Use of Sandwich-Cultured Hepatocytes to Predict Drug-Induced Liver Injury and Examine Mechanisms of Hepatotoxicity
DILI is historically one of the most common reasons that drugs fail in development or are removed from the market after being approved (Lee, 2003). Therefore, experimental models to better predict DILI are still needed. Furthermore, when DILI is predicted, it would be beneficial to understand the mechanism(s) of hepatotoxicity in order to assist in the design and testing of alternate compounds to circumvent toxic potential. In theory, a useful in vitro model would recapitulate relevant liver functions and mechanisms of hepatotoxicity, and resemble the in vivo situation as closely as possible. As detailed above, SCH are a unique in vitro system that maintains specific hepatic cytomorphology and function relevant to drug metabolism, disposition, and toxicity, and thus, closely resembles the in vivo setting.
Direct Assessment of Cytotoxicity in SCH from Relevant Species
It is an unfortunate fact that many hepatotoxic compounds go unrecognized in preclinical toxicology studies using animal models or screening for cytotoxicity. Species differences in metabolism or transport pathways can lead to marked differences in tolerance to toxic substances. In addition, in vitro models may not recapitulate the complex processes that often lead to gross toxicity. Therefore, the choice of preclinical toxicity models and endpoints can influence predictability of adverse events in humans.
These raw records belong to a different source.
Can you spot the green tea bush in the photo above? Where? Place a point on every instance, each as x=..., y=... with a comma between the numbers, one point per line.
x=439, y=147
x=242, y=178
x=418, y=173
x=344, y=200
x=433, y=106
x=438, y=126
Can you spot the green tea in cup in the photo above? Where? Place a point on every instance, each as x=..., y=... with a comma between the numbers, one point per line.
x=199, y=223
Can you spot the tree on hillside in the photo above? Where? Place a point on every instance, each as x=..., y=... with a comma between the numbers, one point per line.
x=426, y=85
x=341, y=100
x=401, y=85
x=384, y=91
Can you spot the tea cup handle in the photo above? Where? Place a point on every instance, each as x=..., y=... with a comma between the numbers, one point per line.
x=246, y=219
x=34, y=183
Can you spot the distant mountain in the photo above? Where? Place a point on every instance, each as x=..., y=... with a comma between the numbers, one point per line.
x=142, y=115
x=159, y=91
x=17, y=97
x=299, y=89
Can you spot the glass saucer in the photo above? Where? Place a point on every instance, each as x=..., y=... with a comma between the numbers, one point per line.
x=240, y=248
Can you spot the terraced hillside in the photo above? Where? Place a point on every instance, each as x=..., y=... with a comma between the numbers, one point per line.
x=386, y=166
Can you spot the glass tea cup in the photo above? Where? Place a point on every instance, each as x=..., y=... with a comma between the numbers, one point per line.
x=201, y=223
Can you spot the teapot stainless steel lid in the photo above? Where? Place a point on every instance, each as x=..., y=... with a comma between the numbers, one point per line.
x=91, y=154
SCH have contributed a great deal to our understanding of hepatotoxicity caused by inhibition of bile acid transport that may go unrecognized in animal studies. Kostrubsky and colleagues assessed the effects of numerous hepatotoxicants on human SCH [see above: Inhibition of Bile Acid Transport by Drugs (Kostrubsky et al., 2003, Kostrubsky et al., 2006)]. They established, for a series of macrolide antibiotics, that potent inhibition of TC efflux in human SCH correlated with clinical reports of liver toxicity, suggesting that rank order of in vitro TC inhibition may be predictive of hepatotoxic potential in vivo. Although preclinical rodent toxicity studies were previously negative, Kostrubsky and coworkers demonstrated that two inhibitors of TC transport in human SCH (CI-1034 and glyburide) caused a transient, 2.4-fold increase in serum bile acids when dosed individually in vivo in rats; coadministration resulted in a synergistic (6.8-fold) increase. Later, the effect of nefazodone was compared to its nontoxic structural analogues, buspirone and trazodone, in human SCH and intact rats (Kostrubsky et al., 2006). Cellular toxicity was assessed in SCH by measuring a decrease in protein synthesis after drug treatment and pulse labeling with 14C-leucine. Toxicity was associated exclusively with nefazodone, and correlated with accumulation of parent drug (see below: Hepatocyte Accumulation of Toxic Species). Nefazodone, but not buspirone, elevated serum bile acids in rats 1 hr after dosing, which was resolved by 24 hr. These studies provide several preclinical alternatives with the potential to identify hepatotoxic compounds that act by different mechanisms and demonstrate species differences.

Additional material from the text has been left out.